In the run-up to the meeting, the White House demanded that McCarthy commit to avoiding default and that he lay out a GOP plan. Biden and his aides have said publicly that extending the debt ceiling is nonnegotiable.

McCarthy has not specified what Republicans want in exchange for extending the debt ceiling. “The one thing I do know: Our debt is too high, we have waste in our government.”

Before the meeting, White House spokesman Andrew Bates accused Republicans of “threatening an unprecedented default unless they are paid a ransom of budget cuts they won’t name.”

The desire for specifics extends to some in the House GOP, too.

At a private House Republican conference meeting on Wednesday, Rep. Dan Crenshaw of Texas stood up and called on the McCarthy-led leadership team to get more specific about possible spending cuts, a source familiar with the meeting told NBC News.

Senate Majority Leader Chuck Schumer, D-N.Y., told reporters that McCarthy should write a bill and pass it in the House.

“Speaker McCarthy’s showing up at the White House today without a plan — it’s like sitting down at the table without any cards in your hand,” he told reporters. “We Democrats have a plan, as I mentioned: Raise the debt ceiling without brinksmanship or hostage-taking just as it has been done before.”

The White House has emphasized that it is willing to negotiate on budget policy but that those talks must be separated from the debt ceiling to prevent any chance of default. Biden’s position comes after the Obama administration acceded to negotiations on the debt limit in 2011, which brought the U.S. to the brink of disaster. Obama, Biden and their advisers came to view it as a big mistake.

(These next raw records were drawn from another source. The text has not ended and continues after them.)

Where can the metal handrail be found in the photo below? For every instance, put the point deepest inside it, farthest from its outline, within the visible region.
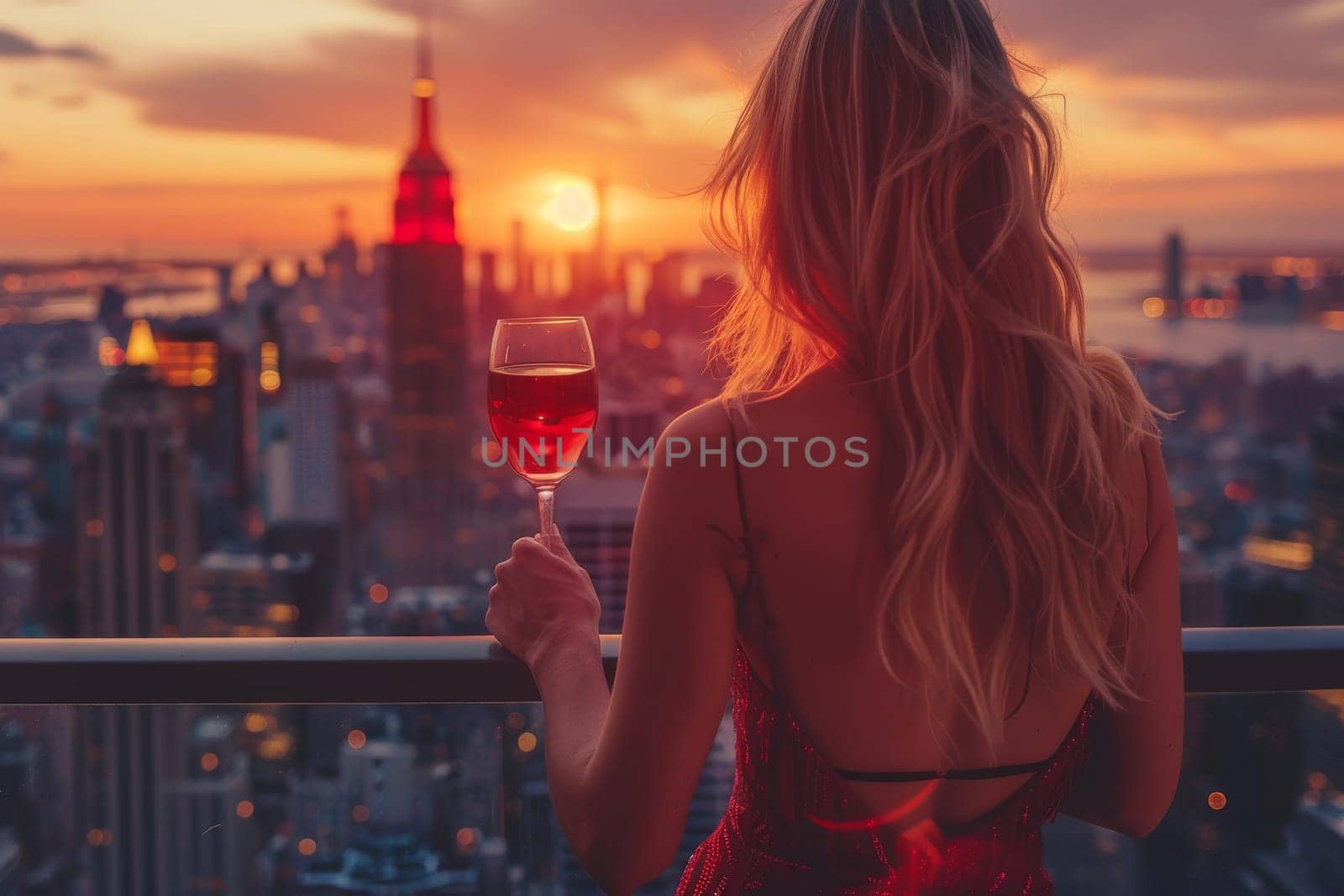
(476, 669)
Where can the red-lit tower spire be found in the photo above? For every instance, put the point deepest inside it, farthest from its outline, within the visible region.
(423, 211)
(430, 468)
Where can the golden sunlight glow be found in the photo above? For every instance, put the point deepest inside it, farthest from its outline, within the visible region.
(1284, 555)
(140, 348)
(571, 206)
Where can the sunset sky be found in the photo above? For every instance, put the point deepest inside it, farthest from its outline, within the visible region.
(167, 125)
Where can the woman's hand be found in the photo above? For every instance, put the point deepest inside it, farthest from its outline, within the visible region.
(543, 602)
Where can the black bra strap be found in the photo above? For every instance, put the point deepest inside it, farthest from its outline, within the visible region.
(743, 495)
(956, 774)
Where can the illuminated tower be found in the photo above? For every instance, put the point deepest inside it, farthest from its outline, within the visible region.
(429, 449)
(136, 515)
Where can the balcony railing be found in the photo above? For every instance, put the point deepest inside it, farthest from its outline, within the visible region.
(476, 669)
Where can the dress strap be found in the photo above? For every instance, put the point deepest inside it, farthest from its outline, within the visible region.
(753, 616)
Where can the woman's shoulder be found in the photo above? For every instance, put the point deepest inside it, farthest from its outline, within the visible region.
(709, 419)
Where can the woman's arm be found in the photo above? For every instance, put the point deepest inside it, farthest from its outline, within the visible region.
(1135, 755)
(624, 768)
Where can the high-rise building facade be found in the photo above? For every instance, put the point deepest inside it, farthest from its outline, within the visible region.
(136, 521)
(429, 452)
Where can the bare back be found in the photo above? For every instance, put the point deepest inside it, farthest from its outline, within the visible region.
(817, 535)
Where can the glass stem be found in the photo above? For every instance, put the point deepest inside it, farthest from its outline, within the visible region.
(546, 506)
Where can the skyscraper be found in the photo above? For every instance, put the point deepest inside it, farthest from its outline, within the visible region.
(136, 519)
(428, 345)
(1173, 271)
(1326, 605)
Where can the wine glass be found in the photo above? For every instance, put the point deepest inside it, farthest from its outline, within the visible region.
(542, 399)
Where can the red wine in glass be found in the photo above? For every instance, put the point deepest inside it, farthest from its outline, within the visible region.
(542, 394)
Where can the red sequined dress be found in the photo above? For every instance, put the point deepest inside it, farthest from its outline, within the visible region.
(795, 826)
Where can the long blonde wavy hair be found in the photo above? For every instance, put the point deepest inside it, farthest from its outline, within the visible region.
(889, 191)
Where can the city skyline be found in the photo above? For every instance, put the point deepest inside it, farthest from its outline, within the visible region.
(118, 112)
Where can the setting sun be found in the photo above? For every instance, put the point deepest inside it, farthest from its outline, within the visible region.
(571, 204)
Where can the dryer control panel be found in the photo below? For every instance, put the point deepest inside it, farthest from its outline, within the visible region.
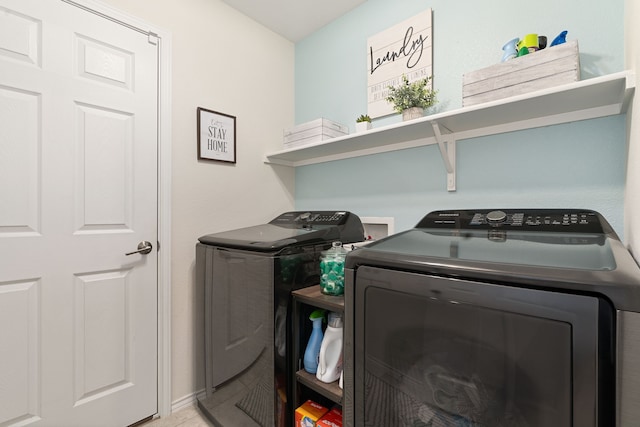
(549, 220)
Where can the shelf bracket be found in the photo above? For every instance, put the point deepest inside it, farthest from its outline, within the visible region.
(447, 146)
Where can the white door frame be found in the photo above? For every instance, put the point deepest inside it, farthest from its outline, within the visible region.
(164, 187)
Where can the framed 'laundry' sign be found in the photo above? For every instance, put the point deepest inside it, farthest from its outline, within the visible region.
(216, 136)
(404, 49)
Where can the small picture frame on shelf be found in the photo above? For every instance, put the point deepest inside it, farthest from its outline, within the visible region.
(216, 136)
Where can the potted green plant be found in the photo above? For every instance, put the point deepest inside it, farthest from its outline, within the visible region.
(363, 123)
(411, 99)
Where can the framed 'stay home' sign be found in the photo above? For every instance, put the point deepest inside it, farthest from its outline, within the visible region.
(406, 48)
(216, 136)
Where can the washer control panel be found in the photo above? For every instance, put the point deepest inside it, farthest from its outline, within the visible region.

Ultimately, to avert a crisis, the House will have to pass a bill that Biden can sign and can pass the Democrat-controlled Senate. The early posturing from the White House and Republican leaders points to a potential sweet spot that satisfies each side’s red line: a bill that includes provisions that the GOP can celebrate as a concession and Democrats can dismiss as a fig leaf.

House Speaker Kevin McCarthy speaks outside of the West Wing of the White House following a meeting with President Joe Biden on Feb. 1, 2023.
House Speaker Kevin McCarthy speaks outside of the West Wing of the White House following a meeting with President Joe Biden on Feb. 1, 2023.Mandel Ngan / AFP – Getty Images

Some Democratic allies of the president believe that Biden’s hard line will soften. They expect that he’ll wind up engaging in something that looks and sounds very much like a negotiation, whatever he chooses to call it. Biden is, by temperament, a dealmaker who has spent decades in politics forging agreements in which neither side gets everything it wants but comes away with something that’s satisfactory. 

“There will be a wink or a nod or a handshake in areas where they can at least find some consensus,” predicted Leon Panetta, a former budget director in Bill Clinton’s presidency and later a Cabinet secretary in the Obama-Biden administration. 

“Biden’s whole history over 40 years is being willing to negotiate,” Panetta added. “That’s why he’s been able to enjoy success on Capitol Hill: a willingness to negotiate. I suspect that there will be a process here of determining whether or not there is a sincere effort to really impose budget discipline.”

“There’s a lot of politics and posturing that’s always been involved with the debt limit. In the end, everybody does know that it has to pass. That’s the one certainty that’s always been there.”

One Democratic congressman warned that Biden risks looking obstinate if the White House appears to be shunning negotiations with Congress.

“I disagree with the posture of, ‘No negotiations,’” said the congressman, speaking on condition of anonymity to criticize the White House. “Call them ‘discussions.’ Don’t be afraid to say, ‘We’re having discussions.’”

“I understand what they’re doing with this dance: ‘Let the Republicans show their cards,'” the source said. “But I don’t like the posture of not engaging. I don’t think the public likes that answer.”